Corruptions of Empire opens with a schoolboy memoir, a mini-Bidungsroman, that records the making of a progammatic atheist, determined soldier for socialism, clever tactician in the endless wars against authority, piety and sham. Claud Cockburn emerges from this as a combination pal and perplexing embarrassment (he won’t pay the school bills, for instance), although there is never any doubt that he is kinder and more fun than the ‘ersatz-fathers’ that people Alexander’s landscape. There is, however, another point about the Alexander-persona, and since it is an essential characteristic of what distinguishes Cockburn in America, among so many columnists, pundits and media personalities, it should be spelled out.

He is an intellectual, not simply a journalist or a witty entertainer. The Last Intellectuals, a recent book by the American philosopher Russell Jacoby, laments the disappearance of the Edmund Wilson. Randolph Bourne, Mary McCarthy type of literary intellectual, who addressed a large audience from positions of institutional independence and serious cultural engagement. Today, according to Jacoby, whose book has been much celebrated by the Right (even though he is himself a sort of Left intellectual), intellectuals are highly specialised, jargon-mongering academicians, who eschew public debate for the cushy world of highly-paid and insulated academic discourse. The curious thing about Jacoby’s book is that he not only excludes non-native-born Americans from his assessment (as if you can’t be born in Ireland or Pakistan and still become an American intellectual), but also non-literary critics, and people who, while part of the Academy, still function outside it as public figures – Chomsky, for instance, or Christopher Lasch.

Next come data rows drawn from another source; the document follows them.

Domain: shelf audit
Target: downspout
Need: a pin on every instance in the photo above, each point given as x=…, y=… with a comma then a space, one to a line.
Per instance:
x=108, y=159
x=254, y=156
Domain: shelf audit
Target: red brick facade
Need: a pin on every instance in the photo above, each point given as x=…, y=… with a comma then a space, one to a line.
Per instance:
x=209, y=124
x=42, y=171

It seems to me to be a narrow and chauvinistic view of United States culture that does not take stock of the interesting role played by the non-American, non-native intellectuals who have lived and worked in the country. Think of José Marti and C.L.R. James, and of Cockburn, and the point is taken.

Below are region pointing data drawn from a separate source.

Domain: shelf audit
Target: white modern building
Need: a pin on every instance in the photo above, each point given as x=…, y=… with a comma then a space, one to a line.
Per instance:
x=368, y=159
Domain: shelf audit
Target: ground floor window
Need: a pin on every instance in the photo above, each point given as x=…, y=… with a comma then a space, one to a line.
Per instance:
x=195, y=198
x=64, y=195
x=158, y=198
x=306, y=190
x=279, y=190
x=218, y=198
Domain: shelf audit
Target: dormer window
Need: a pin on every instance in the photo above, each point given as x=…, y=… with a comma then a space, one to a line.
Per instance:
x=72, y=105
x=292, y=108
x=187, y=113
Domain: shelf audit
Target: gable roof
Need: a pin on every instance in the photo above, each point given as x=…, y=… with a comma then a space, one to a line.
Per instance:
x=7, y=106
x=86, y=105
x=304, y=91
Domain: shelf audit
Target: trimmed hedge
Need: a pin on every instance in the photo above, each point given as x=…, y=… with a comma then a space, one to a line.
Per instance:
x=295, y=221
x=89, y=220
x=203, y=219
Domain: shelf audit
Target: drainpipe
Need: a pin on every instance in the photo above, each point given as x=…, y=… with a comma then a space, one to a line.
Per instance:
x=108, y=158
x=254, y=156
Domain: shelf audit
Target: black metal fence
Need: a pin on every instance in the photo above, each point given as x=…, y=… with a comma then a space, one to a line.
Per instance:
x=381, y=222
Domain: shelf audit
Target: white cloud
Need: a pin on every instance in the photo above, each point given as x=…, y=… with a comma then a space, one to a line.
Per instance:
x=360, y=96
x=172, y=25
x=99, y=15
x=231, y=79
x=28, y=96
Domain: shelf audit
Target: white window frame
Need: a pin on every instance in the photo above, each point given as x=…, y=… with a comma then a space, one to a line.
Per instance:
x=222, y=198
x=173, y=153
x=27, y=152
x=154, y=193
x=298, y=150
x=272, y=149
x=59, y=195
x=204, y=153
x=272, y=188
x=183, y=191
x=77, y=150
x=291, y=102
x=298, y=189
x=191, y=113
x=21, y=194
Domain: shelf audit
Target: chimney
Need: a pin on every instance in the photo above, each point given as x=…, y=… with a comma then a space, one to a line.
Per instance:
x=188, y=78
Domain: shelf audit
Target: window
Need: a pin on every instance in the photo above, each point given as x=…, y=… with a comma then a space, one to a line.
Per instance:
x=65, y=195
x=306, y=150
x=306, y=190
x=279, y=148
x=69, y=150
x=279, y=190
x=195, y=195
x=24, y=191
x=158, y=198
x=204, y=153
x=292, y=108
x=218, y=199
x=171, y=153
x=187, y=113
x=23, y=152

Cockburn is one of the few journalists in America, given that most of them tend to report either each other or what is acceptable to policy-makers. In addition, he has the intellectual’s restless erudition combined with a sporty eagerness, a delight in fresh and innovative uses of language, a learned knowledge of history and a commitment to social change. The one thing you will not get from Cockburn, however, is a blueprint or a master-theory. The empire he talks about is not an object, or in the strict Marxist sense an ideology, but a collection of modes of deceit and cruelty presided over by experts in manipulation. For these people, Cockburn’s method is the column, the short article, the biting phrase: hit-and-run tactics rather than a war of position.

It may seem odd to associate Cockburn with Adorno, but I believe the comparison is apt. Call Cockburn’s writing a form of negative dialectics and you would not be wrong at all. Like Adorno, his province is the consciousness industry, and if, unlike Adorno, he isn’t mournful, then so much the better. Perhaps another way of putting it is to say that he has given new meaning to Gramsci’s famous motto, which must now be transformed into: optimism of the intellect, optimism of the will. Cockburn’s legendary elusiveness, his well-ventilated hatred of physical exercise (‘it is as though, having had cold baths and gone for early-morning runs for nearly ten years, one has paid in advance the physical rent check for the next thirty years’), his celebrated charm and unerring sense of style – all these are further reasons for thinking of him as quite unlike anyone else among intellectual commentators in the United States.